La 22e édition du Festival international du film de Marrakech (FIFM) s’est ouverte vendredi soir en présence de grandes figures du cinéma national et international.
L’ouverture du Festival international film de Marrakech, qui se poursuivra jusqu’au 06 décembre, a démarré par le traditionnel défilé sur tapis rouge des invités de marque et des grandes figures du cinéma marocain et international,.
Le public a accueilli chaleureusement le président du Jury de la compétition officielle de cette 22e édition, le réalisateur coréen Bong Joon Ho, ainsi que les membres du Jury.
Outre le président, le jury est composé du réalisateur, scénariste et artiste visuel brésilien et algérien, Karim Aïnouz, du réalisateur marocain Hakim Belabbes, de la réalisatrice et scénariste française Julia Ducournau, de l’acteur et cinéaste iranien, Payman Maadi, de la jeune actrice américaine Jenna Ortega, de la scénariste et réalisatrice canadienne, Celine Song et de l’actrice anglo-argentine Anya Taylor-Joy.
En ouverture de ce festival, le président du jury, le réalisateur couronné d’un Oscar et d’une Palme d’Or, Bong Joon Ho a mis en avant le riche parcours accumulé par le Festival international du film de Marrakech, une manifestation culturelle d’envergure qui déborde d’une énergie exceptionnelle et qui a accueilli, depuis sa création, des expériences cinématographiques variées.
Le réalisateur a aussi exprimé sa joie de faire partie de l’histoire riche de ce Festival, mettant en avant sa grande contribution à la scène cinématographique mondiale au fil de ses éditions, tout en offrant la possibilité de découvrir des créations marocaines authentiques.
Un hommage a été rendu à la figure emblématique du cinéma égyptien et arabe, l’acteur, réalisateur et producteur, Hussein Fahmi, qui a reçu l’Etoile d’Or des mains de sa compatriote, la star Youssra.
La cérémonie d’ouverture a été aussi marquée par la projection du film « Dead man’s wire », de son réalisateur Gus Van Sant, qui retrace l’histoire vraie de Tony Kiristis, un homme ruiné à cause d’un emprunt.
Lors de cette édition, treize longs métrages sont en lice pour décrocher « l’Étoile d’Or » dans le cadre de la compétition officielle.

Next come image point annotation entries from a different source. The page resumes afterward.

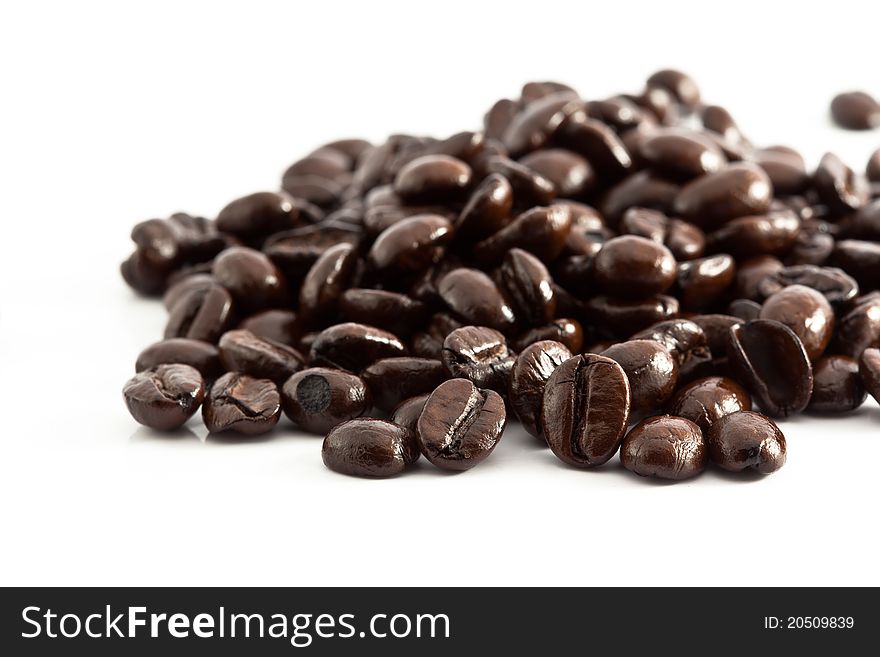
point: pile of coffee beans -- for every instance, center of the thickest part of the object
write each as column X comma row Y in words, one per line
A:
column 627, row 274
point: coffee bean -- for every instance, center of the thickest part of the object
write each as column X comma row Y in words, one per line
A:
column 318, row 399
column 202, row 356
column 665, row 447
column 369, row 448
column 164, row 397
column 529, row 375
column 242, row 404
column 746, row 440
column 806, row 312
column 707, row 400
column 837, row 386
column 585, row 410
column 460, row 425
column 773, row 363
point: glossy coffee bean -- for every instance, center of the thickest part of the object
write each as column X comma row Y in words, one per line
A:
column 837, row 386
column 201, row 315
column 651, row 370
column 354, row 347
column 707, row 400
column 855, row 110
column 318, row 399
column 475, row 299
column 771, row 360
column 251, row 278
column 738, row 190
column 806, row 312
column 412, row 244
column 243, row 352
column 480, row 354
column 634, row 267
column 392, row 380
column 529, row 375
column 665, row 447
column 585, row 410
column 241, row 404
column 460, row 425
column 369, row 448
column 746, row 440
column 203, row 356
column 164, row 397
column 869, row 370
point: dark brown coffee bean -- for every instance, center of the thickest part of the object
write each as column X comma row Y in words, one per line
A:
column 412, row 244
column 651, row 370
column 164, row 397
column 855, row 110
column 771, row 360
column 837, row 386
column 530, row 373
column 201, row 315
column 568, row 332
column 707, row 400
column 634, row 267
column 480, row 354
column 746, row 440
column 739, row 190
column 318, row 399
column 354, row 347
column 369, row 448
column 242, row 404
column 474, row 298
column 203, row 356
column 460, row 425
column 529, row 287
column 392, row 380
column 585, row 410
column 665, row 447
column 806, row 312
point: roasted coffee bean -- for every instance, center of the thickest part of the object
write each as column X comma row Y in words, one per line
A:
column 318, row 399
column 460, row 425
column 634, row 267
column 203, row 314
column 855, row 110
column 837, row 386
column 412, row 244
column 164, row 397
column 585, row 410
column 665, row 447
column 354, row 347
column 651, row 370
column 251, row 278
column 474, row 298
column 527, row 284
column 242, row 404
column 771, row 360
column 869, row 370
column 392, row 380
column 541, row 231
column 243, row 352
column 479, row 354
column 529, row 375
column 369, row 448
column 568, row 332
column 746, row 440
column 203, row 356
column 806, row 312
column 738, row 190
column 707, row 400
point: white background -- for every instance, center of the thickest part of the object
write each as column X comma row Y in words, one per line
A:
column 112, row 114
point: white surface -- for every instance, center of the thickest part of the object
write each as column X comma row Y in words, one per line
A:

Depuis sa création, le FIFM est reconnu comme un lieu de dialogue et de découverte, un espace où les cultures se rencontrent et où de nouveaux talents voient le jour.
« En un peu plus de deux décennies, le festival a inscrit le Maroc sur la carte des grands rendez-vous cinématographiques internationaux, tout en portant une attention singulière aux voix nouvelles de notre région et à la diversité des regards qui façonnent le cinéma d’aujourd’hui », souligne le prince Moulay Rachid, président de la Fondation du festival dans un mot publié sur le site officiel du Festival .
Cette vocation, a précisé le prince Moulay Rachid, se renforce aujourd’hui avec le lancement de l’Atlas Programs, qui regroupe sous la même bannière les Ateliers de l’Atlas, Atlas Station, Atlas Distribution et Atlas Press, affirmant ainsi la volonté de la Fondation d’accompagner les nouvelles générations de forgeurs du 7e art, de l’écriture à la diffusion, en passant par la critique et la production.